Ketua Umum APTIKNAS Ir. Soegiharto Santoso, S.H, menegaskan bahwa IISMEX 2025 merupakan momentum strategis bagi kolaborasi lintas sektor untuk membangun kota cerdas yang berkelanjutan. “IISMEX 2025 bukan sekadar pameran teknologi, melainkan ekosistem kolaborasi di mana solusi digital bertemu dengan inovasi pengelolaan air, energi terbarukan, dan ekonomi sirkular,” ujarnya.
Menurutnya, APTIKNAS mendorong pemanfaatan teknologi kecerdasan buatan (AI), Internet of Things (IoT), big data analytics, dan smart governance untuk tata kelola perkotaan. Pihaknya juga mengajak pelaku TIK lokal, termasuk UMKM dan startup, berkontribusi menghadirkan solusi yang adaptif bagi kebutuhan Indonesia. “Kolaborasi pentahelix antara pemerintah, industri, akademisi, komunitas, dan media menjadi kunci menuju 100 kota cerdas yang berdaya saing,” tambahnya.
Deputi Bidang Pengelolaan Sampah, Limbah, dan Bahan Berbahaya dan Beracun (PSLB3) KLHK Drs. Ade Palguna Ruteka yang hadir mewakili Menteri Lingkungan Hidup menyoroti keterkaitan antara smart city dan pengelolaan lingkungan.
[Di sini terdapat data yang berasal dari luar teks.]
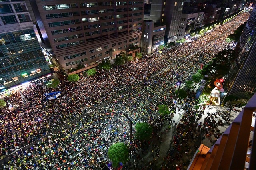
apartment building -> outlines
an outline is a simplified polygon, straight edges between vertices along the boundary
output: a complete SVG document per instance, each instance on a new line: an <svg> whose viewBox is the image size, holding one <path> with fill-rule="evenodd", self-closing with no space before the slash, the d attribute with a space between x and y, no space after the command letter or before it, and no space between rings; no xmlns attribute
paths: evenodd
<svg viewBox="0 0 256 170"><path fill-rule="evenodd" d="M180 24L178 28L177 39L180 40L185 36L186 29L190 25L192 30L203 26L204 18L204 12L191 14L182 14L180 18Z"/></svg>
<svg viewBox="0 0 256 170"><path fill-rule="evenodd" d="M142 36L141 49L148 54L152 49L164 44L166 25L157 24L153 21L143 21L143 34Z"/></svg>
<svg viewBox="0 0 256 170"><path fill-rule="evenodd" d="M50 73L32 11L28 1L0 1L0 92Z"/></svg>
<svg viewBox="0 0 256 170"><path fill-rule="evenodd" d="M138 45L144 1L31 0L41 45L66 72Z"/></svg>

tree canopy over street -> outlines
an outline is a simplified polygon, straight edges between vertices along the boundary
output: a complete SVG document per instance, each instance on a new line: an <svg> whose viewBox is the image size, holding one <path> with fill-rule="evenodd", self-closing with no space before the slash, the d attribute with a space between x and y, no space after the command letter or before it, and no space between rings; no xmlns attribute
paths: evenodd
<svg viewBox="0 0 256 170"><path fill-rule="evenodd" d="M160 115L163 116L169 115L171 113L171 111L169 110L169 108L166 105L161 105L158 106L158 113Z"/></svg>
<svg viewBox="0 0 256 170"><path fill-rule="evenodd" d="M49 81L46 83L46 86L49 88L56 89L60 84L60 80L58 79L54 79L52 81Z"/></svg>
<svg viewBox="0 0 256 170"><path fill-rule="evenodd" d="M125 164L129 157L129 151L127 146L123 143L116 143L108 149L108 156L113 162L113 166L117 167L120 162Z"/></svg>
<svg viewBox="0 0 256 170"><path fill-rule="evenodd" d="M104 59L101 63L99 63L99 68L100 69L109 70L112 67L111 63L108 59Z"/></svg>
<svg viewBox="0 0 256 170"><path fill-rule="evenodd" d="M86 71L86 74L89 77L93 76L96 74L96 69L94 68L89 69Z"/></svg>
<svg viewBox="0 0 256 170"><path fill-rule="evenodd" d="M0 99L0 109L4 107L6 105L6 103L4 99Z"/></svg>
<svg viewBox="0 0 256 170"><path fill-rule="evenodd" d="M68 80L70 82L78 81L79 80L79 76L76 74L69 75L68 76Z"/></svg>
<svg viewBox="0 0 256 170"><path fill-rule="evenodd" d="M149 140L152 136L153 129L148 123L138 123L135 125L135 138L141 141Z"/></svg>
<svg viewBox="0 0 256 170"><path fill-rule="evenodd" d="M178 90L176 90L175 91L175 93L177 94L178 93ZM178 97L181 99L183 99L185 98L188 96L188 94L187 92L183 89L180 89L179 90L179 93L177 94Z"/></svg>
<svg viewBox="0 0 256 170"><path fill-rule="evenodd" d="M117 55L115 59L115 64L117 65L122 65L124 64L124 60L120 55Z"/></svg>

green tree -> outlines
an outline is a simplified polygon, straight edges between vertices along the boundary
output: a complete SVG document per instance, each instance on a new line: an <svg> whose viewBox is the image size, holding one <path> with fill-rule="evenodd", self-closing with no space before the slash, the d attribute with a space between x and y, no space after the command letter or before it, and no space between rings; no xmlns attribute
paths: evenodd
<svg viewBox="0 0 256 170"><path fill-rule="evenodd" d="M46 83L46 86L47 87L53 88L56 89L60 84L60 80L58 79L54 79L53 81L49 81Z"/></svg>
<svg viewBox="0 0 256 170"><path fill-rule="evenodd" d="M77 69L78 70L80 70L80 69L82 69L83 68L84 68L84 67L85 67L84 66L83 67L82 64L80 63L77 65L77 66L76 66L76 69Z"/></svg>
<svg viewBox="0 0 256 170"><path fill-rule="evenodd" d="M135 57L138 59L141 59L142 57L142 54L141 53L137 53Z"/></svg>
<svg viewBox="0 0 256 170"><path fill-rule="evenodd" d="M231 39L228 37L227 37L226 38L226 42L228 43L229 43L232 41L232 40L231 40Z"/></svg>
<svg viewBox="0 0 256 170"><path fill-rule="evenodd" d="M117 55L114 59L115 60L115 64L116 65L122 65L124 64L124 60L121 56Z"/></svg>
<svg viewBox="0 0 256 170"><path fill-rule="evenodd" d="M93 76L96 74L96 69L95 68L89 69L86 71L86 74L89 77Z"/></svg>
<svg viewBox="0 0 256 170"><path fill-rule="evenodd" d="M174 42L171 42L169 43L169 46L175 46L175 43Z"/></svg>
<svg viewBox="0 0 256 170"><path fill-rule="evenodd" d="M194 82L191 81L189 80L186 82L186 87L189 91L192 88Z"/></svg>
<svg viewBox="0 0 256 170"><path fill-rule="evenodd" d="M175 91L175 93L177 95L178 97L180 99L183 99L185 98L188 96L188 94L187 92L183 89L180 89L179 90L179 93L177 94L178 93L178 90L176 90Z"/></svg>
<svg viewBox="0 0 256 170"><path fill-rule="evenodd" d="M108 149L108 156L113 162L113 166L117 167L120 162L124 164L129 157L129 150L123 143L116 143Z"/></svg>
<svg viewBox="0 0 256 170"><path fill-rule="evenodd" d="M135 138L140 141L149 140L152 136L153 129L148 123L141 122L135 125Z"/></svg>
<svg viewBox="0 0 256 170"><path fill-rule="evenodd" d="M170 115L171 111L166 105L161 105L158 106L158 113L160 115L165 116Z"/></svg>
<svg viewBox="0 0 256 170"><path fill-rule="evenodd" d="M5 107L6 105L6 103L4 99L0 99L0 109Z"/></svg>
<svg viewBox="0 0 256 170"><path fill-rule="evenodd" d="M158 47L158 49L159 49L159 50L162 50L163 49L164 49L164 47L163 45L159 45L159 46Z"/></svg>
<svg viewBox="0 0 256 170"><path fill-rule="evenodd" d="M79 80L79 76L76 74L68 75L68 80L70 82L78 81Z"/></svg>
<svg viewBox="0 0 256 170"><path fill-rule="evenodd" d="M133 57L131 55L128 55L127 58L126 60L127 61L131 61L133 59Z"/></svg>
<svg viewBox="0 0 256 170"><path fill-rule="evenodd" d="M182 43L184 43L186 41L186 39L185 38L182 38L182 39L180 39L180 42Z"/></svg>
<svg viewBox="0 0 256 170"><path fill-rule="evenodd" d="M192 80L196 83L200 82L203 78L203 75L198 72L192 76Z"/></svg>
<svg viewBox="0 0 256 170"><path fill-rule="evenodd" d="M101 63L99 63L99 68L100 69L109 70L112 67L111 63L108 59L105 59Z"/></svg>

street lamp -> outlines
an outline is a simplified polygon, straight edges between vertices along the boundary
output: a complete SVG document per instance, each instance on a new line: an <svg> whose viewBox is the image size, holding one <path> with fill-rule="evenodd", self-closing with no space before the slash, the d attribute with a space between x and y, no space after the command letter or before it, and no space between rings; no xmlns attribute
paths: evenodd
<svg viewBox="0 0 256 170"><path fill-rule="evenodd" d="M204 71L204 67L205 67L205 65L206 65L206 62L202 59L202 58L204 57L204 53L202 54L200 54L199 55L199 63L202 63L204 65L204 67L202 69L202 71L201 72L201 73L203 73L203 71Z"/></svg>
<svg viewBox="0 0 256 170"><path fill-rule="evenodd" d="M180 80L179 80L178 79L177 79L177 80L178 81L176 83L176 85L179 86L179 87L178 88L178 91L177 91L177 95L178 96L178 97L179 91L180 91L180 85L181 84L182 82ZM179 103L179 101L180 101L180 97L179 97L177 103Z"/></svg>
<svg viewBox="0 0 256 170"><path fill-rule="evenodd" d="M131 144L132 144L132 120L128 117L128 116L126 114L124 113L123 113L123 114L126 117L126 118L128 119L129 121L130 122L130 141L131 143Z"/></svg>

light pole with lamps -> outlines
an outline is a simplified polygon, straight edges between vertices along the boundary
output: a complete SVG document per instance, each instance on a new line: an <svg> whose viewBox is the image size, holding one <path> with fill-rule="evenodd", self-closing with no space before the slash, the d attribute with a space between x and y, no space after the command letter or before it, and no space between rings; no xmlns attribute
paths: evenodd
<svg viewBox="0 0 256 170"><path fill-rule="evenodd" d="M178 88L178 91L177 91L177 95L178 96L178 97L179 97L179 91L180 91L180 85L181 84L182 82L181 81L178 79L177 79L177 80L178 80L178 81L176 83L176 85L179 86L179 87ZM180 97L179 97L177 103L179 103L179 101Z"/></svg>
Ia menilai integrasi IISMEX dengan Indo Waste, Indo Water, dan Indo Renergy menjadi langkah penting untuk mengatasi masalah sampah, air bersih, dan energi terbarukan.
Managing Director PT Napindo Media Ashatama Arya Seta menyebut, pameran ini menghadirkan 611 peserta dari 26 negara dengan 12 paviliun negara, termasuk Austria, Kanada, China, dan Jepang. Targetnya, sebanyak 16.000 pengunjung profesional akan memanfaatkan ajang ini sebagai platform pertukaran teknologi, membangun jaringan bisnis, dan investasi.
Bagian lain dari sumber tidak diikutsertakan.